Disjuntor de nível de partição:
- Benefício: Melhora a disponibilidade e a latência, evitando partições não íntegras e garantindo que as solicitações sejam encaminhadas para regiões mais saudáveis.
- Compensação: Não incorre em mais custos de RU, mas ainda pode permitir alguma perda inicial de disponibilidade para solicitações que resultam em timeouts de rede.
- Caso de uso: Ideal para cargas de trabalho intensivas em escrita ou mistas onde o desempenho consistente é essencial, especialmente ao lidar com partições que podem tornar-se intermitentemente não saudáveis.

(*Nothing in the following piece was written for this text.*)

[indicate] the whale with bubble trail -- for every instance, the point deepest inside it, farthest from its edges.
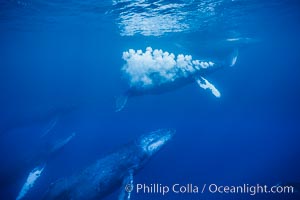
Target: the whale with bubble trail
(156, 72)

Ambas as estratégias podem ser usadas juntas para melhorar a disponibilidade de leitura e gravação e reduzir a latência final. O disjuntor de nível de partição pode lidar com vários cenários de falha transitória, incluindo aqueles que podem resultar em réplicas de desempenho lento, sem a necessidade de executar solicitações paralelas. Além disso, a adição de uma estratégia de disponibilidade baseada em limites minimiza ainda mais a latência final e elimina a perda de disponibilidade, se o custo extra de RU for aceitável.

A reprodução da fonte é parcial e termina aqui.